The chemists likely have provided you with all the most common fundamental data such as particle size, density and other physical properties of the slurry. (Don’t just view the researchers as a source of data; they also sometimes can offer valuable insights for your scale-up efforts — see: “Talk to a Chemist.”) You may want to consider refining the product through a variety of drying methods or even liquid/liquid extraction, especially if the desired material is a liquid. However, the most common choice for separation usually involves either filtration or centrifugation.
How Do You Choose?
Several experimental tests will lead you to the most appropriate type of unit for the separation. These tests, done in a step-by-step sequence, can narrow the selection to just a few pieces of equipment, which can reduce the amount of time needed to select a manufacturer of the appropriate device. Most of these experiments don’t require any specialized test equipment and can be run by almost anyone.
Step One. Look closely at the overall behavior of the slurry and ask yourself the following questions:
• How fast do the solids settle in calm liquid?
• Do the solids form a cohesive cake or does it behave like jelly?
• What gravitational force is needed to form a cohesive cake and what’s the solids content of the cake?
• How fast does the slurry filter and what is the minimum liquid content?
• What wash rate or cake quality could be achieved after the cake is formed?
One well-defined procedure was published by Edward Davies in 1965 (“Selection of Equipment for Solid/Liquid Separations,” Trans. I.Chem.E., Vol. 43-8, pp. T256–T259). Most of this procedure can be conducted in a tube centrifuge, Buchner funnel and a graduated cylinder. While running these tests, it’s important to look at the particles after filtration to determine if they shear or break easily. A simple microscope suffices to observe if this will be a concern in equipment selection.

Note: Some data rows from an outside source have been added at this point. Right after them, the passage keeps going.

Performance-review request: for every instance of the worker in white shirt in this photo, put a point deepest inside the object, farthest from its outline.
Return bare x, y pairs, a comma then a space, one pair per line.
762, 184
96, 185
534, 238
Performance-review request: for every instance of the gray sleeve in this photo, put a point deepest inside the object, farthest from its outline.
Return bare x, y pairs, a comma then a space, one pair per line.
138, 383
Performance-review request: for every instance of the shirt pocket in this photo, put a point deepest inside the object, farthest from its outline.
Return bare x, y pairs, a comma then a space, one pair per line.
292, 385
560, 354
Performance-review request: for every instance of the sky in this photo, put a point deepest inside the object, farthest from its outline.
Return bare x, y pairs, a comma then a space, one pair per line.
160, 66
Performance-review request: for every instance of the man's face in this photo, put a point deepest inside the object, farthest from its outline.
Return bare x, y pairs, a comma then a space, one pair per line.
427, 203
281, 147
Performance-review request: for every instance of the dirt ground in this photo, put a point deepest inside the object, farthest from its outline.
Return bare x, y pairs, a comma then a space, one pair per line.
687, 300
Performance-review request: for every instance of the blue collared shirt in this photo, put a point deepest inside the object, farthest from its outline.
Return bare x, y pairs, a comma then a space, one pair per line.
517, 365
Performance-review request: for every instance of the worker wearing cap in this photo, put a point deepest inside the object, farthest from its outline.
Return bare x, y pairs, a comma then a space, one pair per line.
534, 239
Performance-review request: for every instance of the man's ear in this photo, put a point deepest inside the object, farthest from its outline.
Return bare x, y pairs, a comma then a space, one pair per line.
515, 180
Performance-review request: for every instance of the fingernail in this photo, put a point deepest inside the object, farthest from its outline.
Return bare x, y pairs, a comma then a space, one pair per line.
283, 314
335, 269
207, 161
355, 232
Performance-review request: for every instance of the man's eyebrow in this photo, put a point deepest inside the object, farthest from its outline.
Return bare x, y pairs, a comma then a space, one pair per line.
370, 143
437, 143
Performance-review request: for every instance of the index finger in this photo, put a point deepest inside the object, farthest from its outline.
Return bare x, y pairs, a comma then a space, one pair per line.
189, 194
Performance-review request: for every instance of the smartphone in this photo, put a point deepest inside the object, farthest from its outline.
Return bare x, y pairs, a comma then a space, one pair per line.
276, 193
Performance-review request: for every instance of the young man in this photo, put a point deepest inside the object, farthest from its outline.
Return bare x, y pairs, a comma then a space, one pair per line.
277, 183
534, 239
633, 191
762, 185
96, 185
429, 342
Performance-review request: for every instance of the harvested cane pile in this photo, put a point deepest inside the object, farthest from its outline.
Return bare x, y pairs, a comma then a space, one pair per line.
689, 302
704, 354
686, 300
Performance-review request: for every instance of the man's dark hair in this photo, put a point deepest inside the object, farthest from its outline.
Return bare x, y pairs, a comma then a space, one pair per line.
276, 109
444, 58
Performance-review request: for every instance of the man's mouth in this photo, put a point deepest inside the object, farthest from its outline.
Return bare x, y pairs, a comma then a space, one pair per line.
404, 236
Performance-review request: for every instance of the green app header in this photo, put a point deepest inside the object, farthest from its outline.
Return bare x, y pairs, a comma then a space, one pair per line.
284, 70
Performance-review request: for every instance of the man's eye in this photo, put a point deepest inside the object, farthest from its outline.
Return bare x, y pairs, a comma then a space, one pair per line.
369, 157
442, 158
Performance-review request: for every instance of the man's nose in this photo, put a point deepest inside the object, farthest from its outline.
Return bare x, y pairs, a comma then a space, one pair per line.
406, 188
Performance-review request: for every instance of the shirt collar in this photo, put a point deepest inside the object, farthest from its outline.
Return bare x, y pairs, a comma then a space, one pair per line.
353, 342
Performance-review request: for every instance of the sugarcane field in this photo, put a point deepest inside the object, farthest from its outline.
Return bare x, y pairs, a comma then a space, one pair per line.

Step Two. Determine the scale and nature of the processing, i.e., production rate, and whether batch or continuous. Also, check whether some suitable equipment exists in your current operations; if so, this may allow you to campaign the product or utilize an already installed device. However, don’t treat availability of such a unit as an overriding factor in equipment selection. Every device behaves in a very predictable manner. I’ve never seen a filter or centrifuge that wasn’t doing what it was supposed to do. However, I’ve seen a lot of devices that weren’t suitable for the product they were handling. While it’s tempting to try to use an existing device, doing so isn’t always a good decision.
Step Three. Finally, before developing a PFD, determine the quality and suitability of using any filtrate or wash liquid and how to treat it. In the case where the product is the liquid phase, downstream processing of the solids will be important. Retention of some of the samples from the first step is an option but a small-scale test on real-world equipment is better. Try to select a manufacturer that offers your top three choices as determined in the first step. If the tests don’t produce acceptable product, that vendor should be able to evaluate your other selections without any prejudices. (Conducting tests at a vendor facility also can prove valuable when using pneumatic conveying — see: “Run a Pneumatic Conveyor Test,”
Don’t neglect another important variable — the human element; operator acceptance of the chosen device is an important factor in its successful use. So, if possible, include relevant operators in the selection process and any on-site testing. Their acceptance can make or break your new product.